Anak-anak didorong membawa nilai kepedulian lingkungan ke rumah dan lingkungan sekitar.
Mulai dari menjaga kebersihan, merawat fasilitas umum, hingga mengelola sampah secara mandiri.
“Dari sekolah, ke rumah, lalu ke lingkungan. Harapannya ini menjadi budaya yang berkelanjutan,” tambah Lismawati.
Untuk memperkuat praktik tersebut, Dinas Pendidikan Kota Madiun mengintegrasikan edukasi pengelolaan sampah ke aktivitas harian siswa.
Melalui konsep rumah plastik dan rumah sampah, siswa dilatih memilah sampah botol, plastik, dan kertas sejak dini.
“Anak-anak harus diedukasi, dilatih, dan diberi contoh secara konsisten,” terangnya.
Dengan pembiasaan itu, Lismawati berharap siswa mampu menerapkan perilaku peduli lingkungan tanpa harus terus diingatkan.
“Targetnya, tanpa disuruh pun anak-anak sudah terbiasa memilah sampah dan menjaga kebersihan setiap hari,” ujarnya.
Sementara itu, Wali Kota Madiun Maidi menegaskan bahwa keberhasilan program Adiwiyata menjadi fondasi penting bagi penguatan kualitas sekolah secara menyeluruh.
Termasuk mendukung program lain seperti makan bergizi gratis (MBG).
“Kalau Adiwiyata sudah bagus, lingkungan sekolah sudah bagus, apalagi ada MBG. Anak-anak SD ini cepat sekali peningkatannya.
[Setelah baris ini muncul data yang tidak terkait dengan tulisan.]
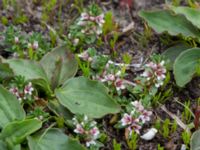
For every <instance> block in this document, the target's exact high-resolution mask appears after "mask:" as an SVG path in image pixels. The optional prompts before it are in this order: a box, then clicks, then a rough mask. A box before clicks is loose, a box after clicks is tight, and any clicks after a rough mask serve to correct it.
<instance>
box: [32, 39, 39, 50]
mask: <svg viewBox="0 0 200 150" xmlns="http://www.w3.org/2000/svg"><path fill="white" fill-rule="evenodd" d="M38 47H39V44H38V41H34V42H33V49H35V50H36V49H38Z"/></svg>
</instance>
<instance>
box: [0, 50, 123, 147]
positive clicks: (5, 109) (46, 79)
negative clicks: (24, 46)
mask: <svg viewBox="0 0 200 150" xmlns="http://www.w3.org/2000/svg"><path fill="white" fill-rule="evenodd" d="M3 64H8V65H9V66H7V67H9V68H11V70H13V75H14V76H15V75H16V76H23V79H24V80H25V81H26V84H24V85H23V84H22V86H21V84H20V83H19V82H14V83H15V84H12V85H10V86H9V89H5V88H3V87H2V90H1V91H0V93H1V97H2V99H3V100H4V101H2V105H4V104H3V103H4V102H6V101H7V100H9V101H10V102H9V103H6V106H4V107H3V108H2V111H1V112H2V121H1V124H2V126H1V127H2V128H3V130H2V138H1V139H2V140H3V141H4V142H3V143H2V145H4V146H8V147H15V146H17V145H18V146H17V147H19V146H20V143H21V142H23V141H24V140H25V138H27V137H28V136H29V135H30V134H32V133H34V132H35V131H37V130H39V129H40V128H41V127H42V121H40V120H42V119H43V118H45V114H42V113H39V115H34V114H35V113H37V112H38V111H37V110H38V109H36V108H38V105H41V106H42V107H43V110H44V109H45V107H46V108H48V107H49V108H50V109H51V110H52V111H53V112H55V113H56V114H60V113H62V112H61V110H60V109H61V107H62V109H64V113H68V116H70V115H71V113H74V114H83V115H87V116H88V117H90V118H101V117H102V116H104V115H106V114H110V113H117V112H119V110H120V109H119V106H118V105H117V103H116V102H115V101H114V100H113V99H112V98H111V97H110V96H109V95H108V94H107V89H106V87H105V86H104V85H103V84H101V83H99V82H97V81H91V80H89V79H87V78H84V77H77V78H73V76H74V75H75V74H76V71H77V62H76V60H75V59H74V56H73V55H72V54H70V53H69V52H68V51H67V50H66V48H65V46H62V47H59V48H56V49H54V50H52V51H51V52H49V53H47V54H46V55H45V56H44V57H43V58H42V59H41V61H40V62H37V61H33V60H25V59H2V65H3ZM4 79H5V78H4ZM21 83H22V82H21ZM16 84H17V85H16ZM36 89H39V90H40V91H44V92H45V95H43V96H41V95H40V94H39V92H40V91H39V90H38V95H37V96H36V95H34V94H33V92H36ZM33 95H34V97H33ZM30 96H31V100H30V101H31V102H32V103H34V104H30V103H29V105H28V106H27V105H22V106H23V107H24V109H25V107H26V113H25V111H24V109H23V108H22V106H21V105H20V103H21V102H22V101H23V102H24V103H26V102H27V101H28V100H29V98H30ZM41 98H45V100H42V99H41ZM53 101H56V105H57V106H55V102H53ZM42 102H43V103H42ZM58 102H59V103H58ZM36 103H42V104H36ZM49 103H51V104H49ZM49 105H50V106H49ZM9 107H13V108H9ZM27 107H33V108H29V109H27ZM65 109H66V110H69V111H70V112H71V113H69V112H68V111H66V110H65ZM47 116H48V115H47ZM35 118H36V119H35ZM47 120H48V118H47ZM47 120H46V121H47ZM46 121H45V120H44V122H46ZM65 121H67V120H65ZM37 124H38V125H37ZM18 126H19V128H20V131H17V132H16V135H15V134H12V136H11V135H10V134H9V133H12V130H15V128H16V127H18ZM51 126H52V127H54V126H55V125H54V124H50V126H49V127H50V128H52V127H51ZM21 127H22V128H21ZM13 132H14V131H13ZM42 135H44V136H45V137H46V136H47V137H46V138H47V139H45V138H44V139H43V140H48V139H49V138H51V137H52V138H56V136H58V137H59V136H60V138H62V136H64V137H67V136H66V135H65V134H63V133H62V132H61V131H59V130H58V129H50V130H46V131H45V130H44V133H42V131H41V133H39V132H38V133H36V134H35V136H29V137H28V146H29V147H30V149H37V147H42V145H43V144H42V143H43V142H42V143H41V144H40V143H38V144H37V145H35V144H33V143H34V142H37V140H38V139H39V137H40V136H42ZM54 135H55V137H54ZM10 136H11V137H10ZM21 136H22V137H21ZM16 138H17V139H18V138H19V140H17V139H16ZM56 141H60V140H56ZM61 141H62V142H61ZM61 141H60V142H58V143H56V144H55V145H54V146H55V147H56V149H60V148H59V146H61V145H62V144H63V143H65V142H66V141H68V142H67V143H69V144H67V143H66V147H65V148H69V149H73V148H72V147H73V145H74V144H75V143H77V142H76V141H73V140H72V141H71V139H70V138H65V140H61ZM92 143H93V142H92V141H91V144H92ZM91 144H89V143H88V144H87V145H88V146H89V145H91ZM76 146H77V147H78V148H79V149H82V148H81V146H80V145H79V144H78V145H76ZM45 148H46V147H45Z"/></svg>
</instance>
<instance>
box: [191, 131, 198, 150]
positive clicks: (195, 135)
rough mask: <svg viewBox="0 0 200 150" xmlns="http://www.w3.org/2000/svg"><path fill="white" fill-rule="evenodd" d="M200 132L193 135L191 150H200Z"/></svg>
mask: <svg viewBox="0 0 200 150" xmlns="http://www.w3.org/2000/svg"><path fill="white" fill-rule="evenodd" d="M199 139H200V130H198V131H196V132H194V133H193V135H192V137H191V141H190V149H191V150H200V142H199Z"/></svg>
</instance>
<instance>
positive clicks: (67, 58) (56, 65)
mask: <svg viewBox="0 0 200 150" xmlns="http://www.w3.org/2000/svg"><path fill="white" fill-rule="evenodd" d="M40 64H41V65H42V67H43V68H44V70H45V72H46V74H47V76H48V80H49V81H51V84H53V83H54V84H55V83H57V84H58V85H61V84H63V82H65V81H66V80H68V79H69V78H71V77H73V76H74V75H75V74H76V72H77V69H78V64H77V61H76V59H75V58H74V56H73V54H71V53H70V52H69V51H68V50H67V49H66V46H60V47H57V48H55V49H54V50H52V51H51V52H49V53H47V54H46V55H45V56H44V57H43V58H42V59H41V61H40ZM56 67H59V68H60V69H58V68H56ZM55 71H57V72H55ZM55 79H56V80H58V81H53V80H55ZM58 85H54V87H55V86H56V87H57V86H58Z"/></svg>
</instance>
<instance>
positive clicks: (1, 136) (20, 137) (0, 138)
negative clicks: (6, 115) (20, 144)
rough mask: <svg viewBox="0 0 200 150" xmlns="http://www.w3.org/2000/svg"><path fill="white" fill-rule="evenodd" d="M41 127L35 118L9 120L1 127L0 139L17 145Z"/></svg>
mask: <svg viewBox="0 0 200 150" xmlns="http://www.w3.org/2000/svg"><path fill="white" fill-rule="evenodd" d="M41 127H42V122H41V121H39V120H37V119H27V120H23V121H15V122H11V123H10V124H8V125H7V126H6V127H5V128H3V130H2V132H1V134H0V139H2V140H5V141H7V142H8V143H9V144H13V145H17V144H20V143H21V142H23V140H24V139H25V138H26V137H27V136H28V135H30V134H32V133H34V132H35V131H37V130H38V129H40V128H41Z"/></svg>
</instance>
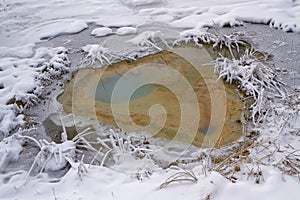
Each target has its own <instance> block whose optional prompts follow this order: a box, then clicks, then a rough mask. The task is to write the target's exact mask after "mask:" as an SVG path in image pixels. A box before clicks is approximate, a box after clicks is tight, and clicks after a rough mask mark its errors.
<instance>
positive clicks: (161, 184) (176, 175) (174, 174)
mask: <svg viewBox="0 0 300 200" xmlns="http://www.w3.org/2000/svg"><path fill="white" fill-rule="evenodd" d="M183 181H187V182H192V183H197V181H198V179H197V177H196V176H195V174H194V173H192V172H178V173H176V174H174V175H172V176H170V177H169V178H168V179H167V180H165V182H163V183H162V184H160V186H159V188H160V189H162V188H165V187H167V186H168V185H169V184H171V183H174V182H183Z"/></svg>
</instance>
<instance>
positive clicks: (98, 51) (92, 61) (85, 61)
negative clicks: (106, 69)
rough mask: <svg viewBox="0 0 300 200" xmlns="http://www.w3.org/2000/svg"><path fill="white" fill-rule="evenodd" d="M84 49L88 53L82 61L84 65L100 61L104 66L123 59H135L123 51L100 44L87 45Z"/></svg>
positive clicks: (95, 62) (92, 63) (82, 63)
mask: <svg viewBox="0 0 300 200" xmlns="http://www.w3.org/2000/svg"><path fill="white" fill-rule="evenodd" d="M82 50H83V51H84V52H85V53H86V56H85V57H84V58H83V60H82V61H81V64H82V65H83V66H91V65H94V64H96V62H99V63H100V66H101V67H103V66H107V65H111V64H113V63H116V62H119V61H123V60H135V59H134V58H133V57H130V56H127V55H122V53H121V52H115V51H113V50H111V49H109V48H106V47H105V46H104V45H99V44H92V45H86V46H84V47H82Z"/></svg>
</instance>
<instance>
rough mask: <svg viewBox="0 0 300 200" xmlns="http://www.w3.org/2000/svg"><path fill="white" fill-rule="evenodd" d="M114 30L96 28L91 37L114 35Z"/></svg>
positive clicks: (107, 28) (92, 32)
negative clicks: (112, 33) (112, 34)
mask: <svg viewBox="0 0 300 200" xmlns="http://www.w3.org/2000/svg"><path fill="white" fill-rule="evenodd" d="M112 32H113V31H112V29H111V28H108V27H101V28H95V29H94V30H93V31H92V32H91V35H94V36H96V37H103V36H107V35H110V34H112Z"/></svg>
Sekolahnya sehat,” tegas Maidi.
Maidi juga menyampaikan apresiasi kepada seluruh sekolah dan pihak yang terlibat dalam capaian tersebut.
“Saya terima kasih kepada semua sekolah dan semua pihak yang membantu membawa sekolah-sekolah kita meraih Adiwiyata. Hebat, benar-benar Kota Madiun hebat,” katanya.
Sebagai langkah konkret lanjutan, Pemkot Madiun mewajibkan seluruh sekolah memiliki rumah plastik mulai tahun depan.
Program ini menjadi bagian dari penguatan pengelolaan sampah berbasis sekolah.
“Mulai tahun depan, semua sekolah harus punya rumah plastik. Wajib,” tegasnya.
Sampah plastik yang telah dipilah nantinya dikelola secara produktif.
“Setelah dipilah, nanti ada orang keliling. Silakan dijual,” jelas Maidi.
Maidi juga menegaskan akan melakukan pengawasan langsung ke sekolah-sekolah.
Menurutnya, pengelolaan sampah harus dilakukan secara mandiri dan berkelanjutan.
“Saya akan keliling. Sekolah-sekolah itu harus bisa mengendalikan sampahnya sendiri,” tuturnya.
Pengelolaan lingkungan, kata Maidi, membutuhkan kekompakan seluruh elemen.